Miraron a Vice expectantes, con los ojos brillantes de emoción; preparados para afrontar el peligro, a pesar de sus experiencias en la guerra. O quizá a causa de ellas. El anciano comprendía que el haber salido indemnes de una batalla en la que tantos habían muerto infundiera a los jóvenes una sensación de invulnerabilidad.
Entonces recordó la última vez que una forastera solitaria había sido vista en Si, y se le heló la sangre.
—Debemos tener cuidado —les dijo—. ¿Y si es la hechicera negra, que ha regresado con sus pájaros para vengarse de nosotros?
Los otros dos palidecieron.
—Entonces no podemos irnos sin comprobarlo —aseveró Sizzi en voz baja—. Habrá que avisar a todas las tribus.
Vice la observó, sorprendido pero impresionado. Ella estaba en lo cierto, aunque eso significaba que tendrían que correr un riesgo terrible por el bien de su pueblo. Asintió despacio.
—Será mejor que nos vayamos y regresemos mañana. —Desplazó la mirada de Rit y Tyve a Sizzi—. A la luz del día será más fácil seguir la pista al pisatierra… o a los pisatierra. Espero que podamos confirmar si se ha utilizado magia, o si esos pájaros negros están cerca, sin tener que encontrarnos con ellos cara a cara.

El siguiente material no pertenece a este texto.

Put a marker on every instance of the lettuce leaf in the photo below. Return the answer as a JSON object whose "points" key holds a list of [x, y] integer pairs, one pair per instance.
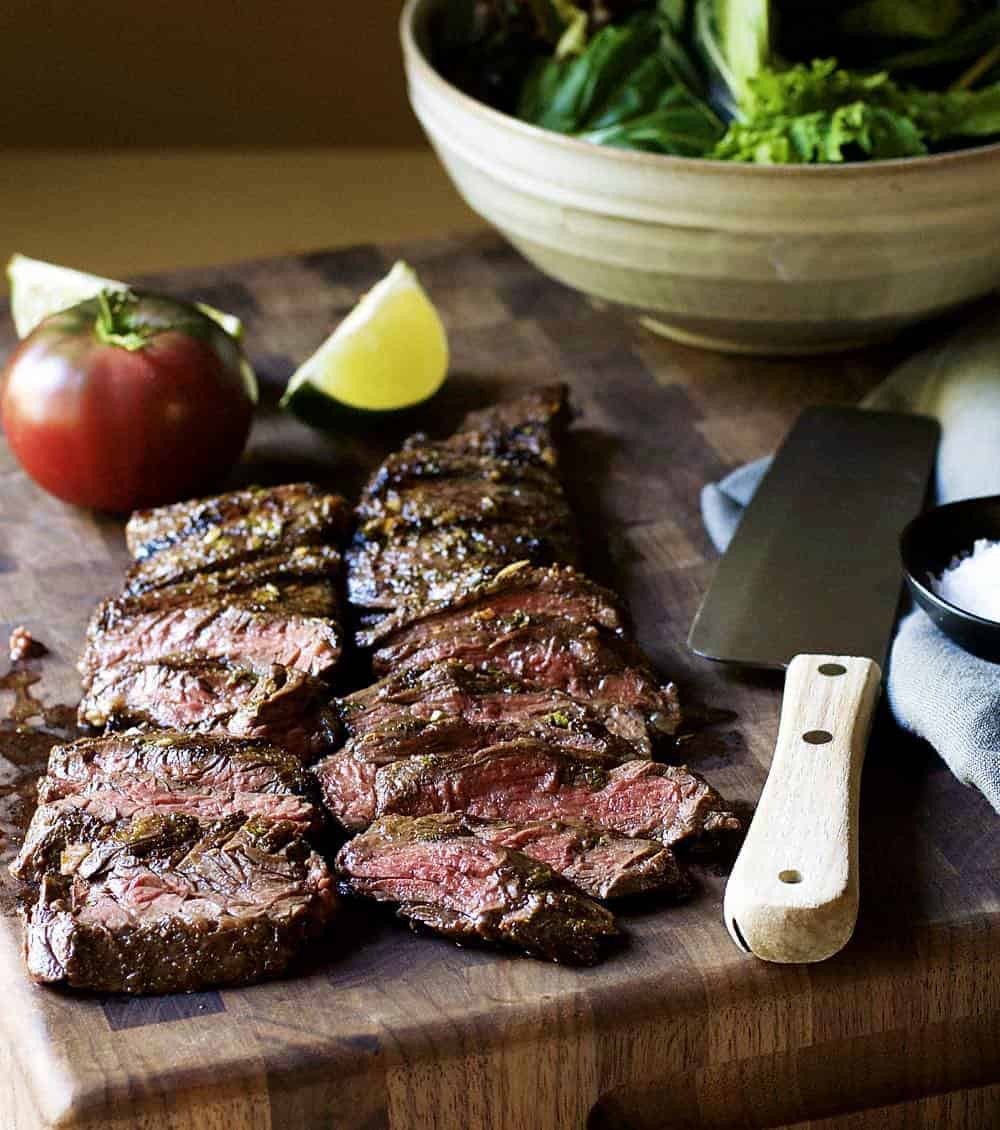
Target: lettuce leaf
{"points": [[823, 113], [628, 88]]}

—¿Y si descubren a uno de nosotros? —preguntó Tyve—. ¿Y si se trata de ella y nos ataca?
—Haremos todo lo posible por pasar inadvertidos —aseguró Vice con firmeza.

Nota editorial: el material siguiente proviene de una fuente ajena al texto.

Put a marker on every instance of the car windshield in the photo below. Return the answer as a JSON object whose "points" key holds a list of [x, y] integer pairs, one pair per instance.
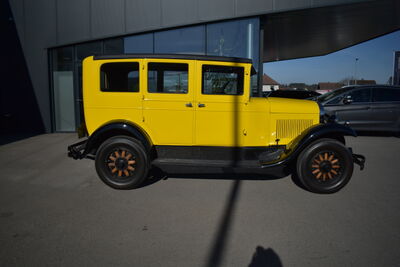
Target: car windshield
{"points": [[330, 95]]}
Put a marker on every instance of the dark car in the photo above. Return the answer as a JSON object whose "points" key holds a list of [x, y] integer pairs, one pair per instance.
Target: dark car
{"points": [[298, 94], [365, 108]]}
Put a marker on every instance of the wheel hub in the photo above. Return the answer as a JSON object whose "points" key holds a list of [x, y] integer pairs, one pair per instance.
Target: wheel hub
{"points": [[121, 163], [325, 166]]}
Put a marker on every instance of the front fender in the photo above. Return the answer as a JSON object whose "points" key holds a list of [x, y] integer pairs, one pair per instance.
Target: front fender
{"points": [[315, 132]]}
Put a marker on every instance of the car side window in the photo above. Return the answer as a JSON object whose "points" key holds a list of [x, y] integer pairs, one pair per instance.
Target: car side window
{"points": [[335, 101], [171, 78], [222, 80], [360, 96], [386, 95], [119, 77]]}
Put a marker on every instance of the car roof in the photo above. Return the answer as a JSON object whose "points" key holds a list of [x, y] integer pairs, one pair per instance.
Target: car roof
{"points": [[370, 86], [174, 56]]}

—La mayoría de los pisatierra hace tanto ruido que se les oye a una montaña de distancia —añadió Sizzi.
Rit se encogió de hombros.
—Seguramente no es más que el explorador que vino a comunicarnos la propuesta de alianza de los Blancos el año pasado. Dicen que está un poco loco, pero no es un hechicero.

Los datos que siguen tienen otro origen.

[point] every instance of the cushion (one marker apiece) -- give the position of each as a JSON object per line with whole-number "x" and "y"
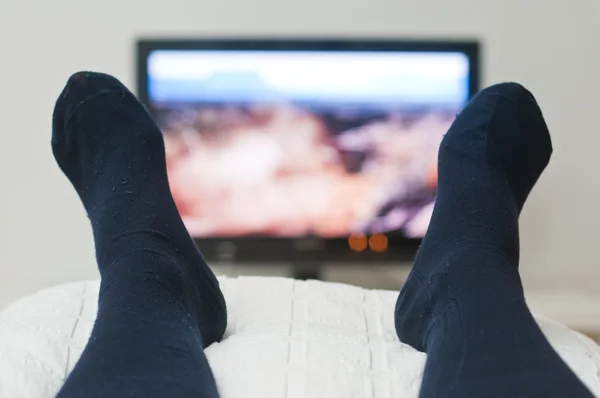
{"x": 285, "y": 339}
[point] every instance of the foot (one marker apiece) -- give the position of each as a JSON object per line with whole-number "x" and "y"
{"x": 113, "y": 153}
{"x": 488, "y": 163}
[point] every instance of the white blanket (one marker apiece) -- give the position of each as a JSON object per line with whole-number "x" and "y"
{"x": 285, "y": 338}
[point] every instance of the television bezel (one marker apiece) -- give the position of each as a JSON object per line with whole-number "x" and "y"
{"x": 311, "y": 249}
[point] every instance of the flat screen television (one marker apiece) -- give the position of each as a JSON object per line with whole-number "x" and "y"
{"x": 305, "y": 150}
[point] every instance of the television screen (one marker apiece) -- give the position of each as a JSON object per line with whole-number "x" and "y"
{"x": 291, "y": 142}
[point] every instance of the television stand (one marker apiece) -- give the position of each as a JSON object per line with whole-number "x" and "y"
{"x": 306, "y": 271}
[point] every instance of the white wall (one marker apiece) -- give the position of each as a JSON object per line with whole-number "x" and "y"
{"x": 551, "y": 46}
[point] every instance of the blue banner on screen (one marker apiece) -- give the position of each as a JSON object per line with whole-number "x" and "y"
{"x": 294, "y": 143}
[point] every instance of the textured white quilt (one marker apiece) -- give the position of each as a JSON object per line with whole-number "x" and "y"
{"x": 285, "y": 339}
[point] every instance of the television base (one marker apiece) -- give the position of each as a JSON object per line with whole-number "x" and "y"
{"x": 307, "y": 271}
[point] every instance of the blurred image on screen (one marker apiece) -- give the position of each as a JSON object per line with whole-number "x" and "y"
{"x": 295, "y": 143}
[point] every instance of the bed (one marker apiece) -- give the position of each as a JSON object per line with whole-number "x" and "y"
{"x": 285, "y": 338}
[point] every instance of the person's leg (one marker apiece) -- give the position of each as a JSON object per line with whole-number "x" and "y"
{"x": 463, "y": 302}
{"x": 159, "y": 303}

Vice hizo un gesto afirmativo.
—Pero no podemos jugarnos la vida confiando en que se trate de él. Partiremos ahora y encontraremos otro lugar donde pernoctar, lo bastante lejos para que ningún pisatierra pueda alcanzarnos aunque camine toda la noche.
Se puso de pie, flexionó los brazos y se encaminó hacia el borde del barranco, seguido por los demás.